Sorry Delhi, You May Soon Have To Tone Down The Wedding Extravaganza

This is an attempt to prevent food wastage and avoid traffic snarls caused due to wedding processions

Delhiites, you might want to think about toning down the big fat Delhi shaadi. Why? On Tuesday, the Delhi chief secretary has informed the Supreme Court that the government will formulate a policy to limit the number of guests and food availability in such events. The proposal mainly aims to prevent food wastage and avoid traffic snarls caused due to wedding processions.
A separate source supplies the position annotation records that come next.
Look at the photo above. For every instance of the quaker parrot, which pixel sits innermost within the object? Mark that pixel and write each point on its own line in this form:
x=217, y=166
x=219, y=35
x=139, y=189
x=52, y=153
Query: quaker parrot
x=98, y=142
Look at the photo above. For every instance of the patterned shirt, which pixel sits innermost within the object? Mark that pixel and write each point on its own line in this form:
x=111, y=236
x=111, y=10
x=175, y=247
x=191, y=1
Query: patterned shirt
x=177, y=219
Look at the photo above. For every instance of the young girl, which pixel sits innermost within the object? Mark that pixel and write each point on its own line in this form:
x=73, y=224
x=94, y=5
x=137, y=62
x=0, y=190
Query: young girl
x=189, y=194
A Times of India report explains that this was done in order to curb the massive waste of food and excess use of water at lavish wedding parties and other functions. The Supreme Court had, last week, termed it as “unacceptable” in a city that faces a shortage of drinking water and has alleged starvation deaths. Therefore, the Delhi chief secretary Vijay Dev was asked to come up with a plan to address this problem.

Image used for representational purpose only. Credit: The Indian Express

Dev claimed that a “balance has to be maintained between the requirements of the rich and the poor” who live in the city. He also said that the Delhi government and the Lieutenant Governor had been discouraged the show of wealth that the rich often indulge in, which often causes public inconvenience.

“We are also told that there are hundreds of motels and farmhouses carrying out similar activities with varying degrees of coverage of pandals. One can only imagine the amount of water required for carrying on the functions… That apart, we also find that tons of food are served in these functions and a large quantity of food goes waste,” the court had observed.

The Hindu Businessline reports that the Indian wedding market is around $50 billion (around Rs 33,000 crore), which is the world’s second-largest after the US. The market is also growing exponentially at 20 per cent per year. The report says that an average Indian spends nearly one-fifth of his/her wealth on weddings. This market is also being eyed by foreign players that have set up shop in India.